A low mutter of agreement, heads moving from side to side. At the back of the group several women turned their backs on his mother. His heart went cold.

“I did not…” he began, but Othrin held up his hand.

“It is not right that a young man not yet wed should tell the Elders what to do,” he said. “You make threats as if you were a forest lord or city king, but you are a boy we knew from birth. Even if the rockfolk come here, I have no doubt Tam will restore to them their property, if indeed it is their property. They would have no complaint against us. As for the rock, it looks like a rock to me. It is shaped like an egg, but what of that? You all but accuse Tam of stealing and lying, when he is your elder and would have taken you into his family. It is not right.” He looked around the circle of Elders, and they all nodded.

“Go out, Ker, and do not return. You are not of us any longer.” He glanced again at the others, who nodded again. “And your mother as well. Like mother, like son; like son, like mother. Take her with you, liar and ill-wisher.” He turned his back. The others turned their backs, until Ker faced a dark wall of backs. Only Tam still faced him, his red face almost glowing in the dark.

“Drive them out now!” Tam said. “They will ill-wish us all—”

“Not by night,” Othrin said without turning around. “We are not people who would turn a widow and orphan out to face the perils of night, no matter what they did. But be gone by the time the sun’s light strikes the well-cover, Ker. After that, it shall be as Tam wishes.”

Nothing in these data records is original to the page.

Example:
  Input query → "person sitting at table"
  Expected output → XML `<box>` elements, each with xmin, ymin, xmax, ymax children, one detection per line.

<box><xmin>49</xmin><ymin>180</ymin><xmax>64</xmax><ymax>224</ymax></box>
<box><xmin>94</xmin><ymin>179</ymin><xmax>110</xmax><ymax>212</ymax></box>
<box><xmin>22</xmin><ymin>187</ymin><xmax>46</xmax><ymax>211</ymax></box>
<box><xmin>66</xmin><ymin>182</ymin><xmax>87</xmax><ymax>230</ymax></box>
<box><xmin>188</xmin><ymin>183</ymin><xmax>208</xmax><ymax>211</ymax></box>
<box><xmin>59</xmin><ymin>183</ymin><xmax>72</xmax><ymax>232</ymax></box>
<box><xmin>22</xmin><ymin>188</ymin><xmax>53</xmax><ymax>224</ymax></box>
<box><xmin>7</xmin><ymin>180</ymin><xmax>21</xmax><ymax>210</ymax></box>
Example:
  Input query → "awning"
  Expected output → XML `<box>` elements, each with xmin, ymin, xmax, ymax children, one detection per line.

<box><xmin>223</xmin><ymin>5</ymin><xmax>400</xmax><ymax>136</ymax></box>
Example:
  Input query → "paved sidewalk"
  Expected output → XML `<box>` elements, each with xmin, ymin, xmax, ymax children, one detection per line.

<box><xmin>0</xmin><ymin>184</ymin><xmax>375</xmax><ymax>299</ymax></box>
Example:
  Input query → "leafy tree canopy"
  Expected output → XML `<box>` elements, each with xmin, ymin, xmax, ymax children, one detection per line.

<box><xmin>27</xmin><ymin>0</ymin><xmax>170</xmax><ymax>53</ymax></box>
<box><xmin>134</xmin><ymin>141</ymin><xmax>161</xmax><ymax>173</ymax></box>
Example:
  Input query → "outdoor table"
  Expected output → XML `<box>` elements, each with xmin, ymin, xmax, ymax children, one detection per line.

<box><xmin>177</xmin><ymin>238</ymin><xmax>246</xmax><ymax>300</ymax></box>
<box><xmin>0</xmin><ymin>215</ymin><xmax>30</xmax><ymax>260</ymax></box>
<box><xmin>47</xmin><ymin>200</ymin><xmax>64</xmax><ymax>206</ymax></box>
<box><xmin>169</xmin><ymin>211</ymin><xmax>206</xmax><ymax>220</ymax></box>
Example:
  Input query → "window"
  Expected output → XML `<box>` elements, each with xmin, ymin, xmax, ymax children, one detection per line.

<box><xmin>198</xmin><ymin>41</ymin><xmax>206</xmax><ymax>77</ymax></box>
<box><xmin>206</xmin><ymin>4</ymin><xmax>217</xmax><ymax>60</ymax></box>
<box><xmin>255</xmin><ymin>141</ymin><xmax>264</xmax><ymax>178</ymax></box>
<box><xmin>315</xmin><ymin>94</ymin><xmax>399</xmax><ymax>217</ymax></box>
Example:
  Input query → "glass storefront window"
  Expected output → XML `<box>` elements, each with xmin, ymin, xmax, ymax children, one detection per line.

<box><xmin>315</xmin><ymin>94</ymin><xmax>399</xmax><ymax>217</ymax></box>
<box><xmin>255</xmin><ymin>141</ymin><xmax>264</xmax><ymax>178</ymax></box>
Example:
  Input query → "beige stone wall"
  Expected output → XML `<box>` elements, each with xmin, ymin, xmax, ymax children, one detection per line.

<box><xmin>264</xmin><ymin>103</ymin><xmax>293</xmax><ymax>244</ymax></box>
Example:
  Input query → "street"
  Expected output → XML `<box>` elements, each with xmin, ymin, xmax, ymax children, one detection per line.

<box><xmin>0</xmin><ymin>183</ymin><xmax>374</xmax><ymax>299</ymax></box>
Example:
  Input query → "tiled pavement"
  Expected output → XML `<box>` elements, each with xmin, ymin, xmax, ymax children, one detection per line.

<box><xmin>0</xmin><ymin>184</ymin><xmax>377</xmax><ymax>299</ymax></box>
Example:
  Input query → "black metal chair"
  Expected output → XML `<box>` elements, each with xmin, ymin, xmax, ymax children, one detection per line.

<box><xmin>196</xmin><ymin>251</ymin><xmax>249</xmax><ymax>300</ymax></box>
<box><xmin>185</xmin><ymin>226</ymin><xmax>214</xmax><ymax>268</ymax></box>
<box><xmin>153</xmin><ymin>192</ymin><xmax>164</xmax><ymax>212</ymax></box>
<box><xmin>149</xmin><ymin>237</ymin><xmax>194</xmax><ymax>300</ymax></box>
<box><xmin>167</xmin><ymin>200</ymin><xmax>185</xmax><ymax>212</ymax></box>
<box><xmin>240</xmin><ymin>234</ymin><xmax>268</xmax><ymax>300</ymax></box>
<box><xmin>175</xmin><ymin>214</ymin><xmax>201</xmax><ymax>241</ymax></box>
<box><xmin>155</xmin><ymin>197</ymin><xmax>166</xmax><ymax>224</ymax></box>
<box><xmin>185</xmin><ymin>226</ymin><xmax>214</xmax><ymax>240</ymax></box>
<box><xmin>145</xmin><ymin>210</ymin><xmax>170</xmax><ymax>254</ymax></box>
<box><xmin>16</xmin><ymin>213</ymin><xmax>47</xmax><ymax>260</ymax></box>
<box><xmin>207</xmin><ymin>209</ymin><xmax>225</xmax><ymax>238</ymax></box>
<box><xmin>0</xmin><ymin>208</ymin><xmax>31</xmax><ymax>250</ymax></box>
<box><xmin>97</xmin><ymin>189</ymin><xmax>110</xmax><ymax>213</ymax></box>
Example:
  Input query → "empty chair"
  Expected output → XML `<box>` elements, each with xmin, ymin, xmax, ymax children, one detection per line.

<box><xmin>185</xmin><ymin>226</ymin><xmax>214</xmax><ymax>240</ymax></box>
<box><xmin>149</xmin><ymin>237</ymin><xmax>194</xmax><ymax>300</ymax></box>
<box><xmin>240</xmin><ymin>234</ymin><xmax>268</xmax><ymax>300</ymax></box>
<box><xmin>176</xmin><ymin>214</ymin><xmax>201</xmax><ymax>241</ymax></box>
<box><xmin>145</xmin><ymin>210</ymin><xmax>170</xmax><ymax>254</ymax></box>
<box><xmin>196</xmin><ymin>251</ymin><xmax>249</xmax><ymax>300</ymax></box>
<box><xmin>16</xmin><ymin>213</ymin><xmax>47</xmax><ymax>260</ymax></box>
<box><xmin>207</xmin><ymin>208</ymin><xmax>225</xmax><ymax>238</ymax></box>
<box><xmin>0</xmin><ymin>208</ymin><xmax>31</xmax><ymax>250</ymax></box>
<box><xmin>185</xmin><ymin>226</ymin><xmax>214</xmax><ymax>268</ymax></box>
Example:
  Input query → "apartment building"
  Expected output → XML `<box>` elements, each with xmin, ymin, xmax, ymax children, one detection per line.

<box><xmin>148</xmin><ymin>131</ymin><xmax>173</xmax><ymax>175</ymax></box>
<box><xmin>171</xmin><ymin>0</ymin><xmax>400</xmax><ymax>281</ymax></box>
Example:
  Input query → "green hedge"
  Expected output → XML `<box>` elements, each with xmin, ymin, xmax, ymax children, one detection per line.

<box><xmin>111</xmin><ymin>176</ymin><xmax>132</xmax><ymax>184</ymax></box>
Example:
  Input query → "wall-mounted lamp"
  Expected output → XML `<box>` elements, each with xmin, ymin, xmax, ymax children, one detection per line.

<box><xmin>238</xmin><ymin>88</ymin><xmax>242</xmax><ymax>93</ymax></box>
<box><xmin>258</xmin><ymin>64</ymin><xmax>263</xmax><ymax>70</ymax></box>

Ker and his mother walked back to their house in silence and darkness; the others had all gone inside and barred doors against them.

“Well,” said his mother when they were inside, with their own door barred. She did not light a candle; Ker remembered that their few candles were in the packs already. “We must sleep, and rise early.” Her voice was calm, empty of all emotion.

“Mother—” he began.

She put up her hand. “No. I do not want to talk. I want to remember my life here, before it ends forever.”

That night Ker had no frightening dreams, but woke in the dark before dawn to hear his mother sobbing softly. “I’m sorry,” he said into the darkness.

“It is not your fault,” she said. “Not entirely. I could wish you had not lied even in so small a thing as leaving out one reason for an action. But if you are awake, let us go. I have heard the first bird in the woods, and I want to be long gone by daybreak.”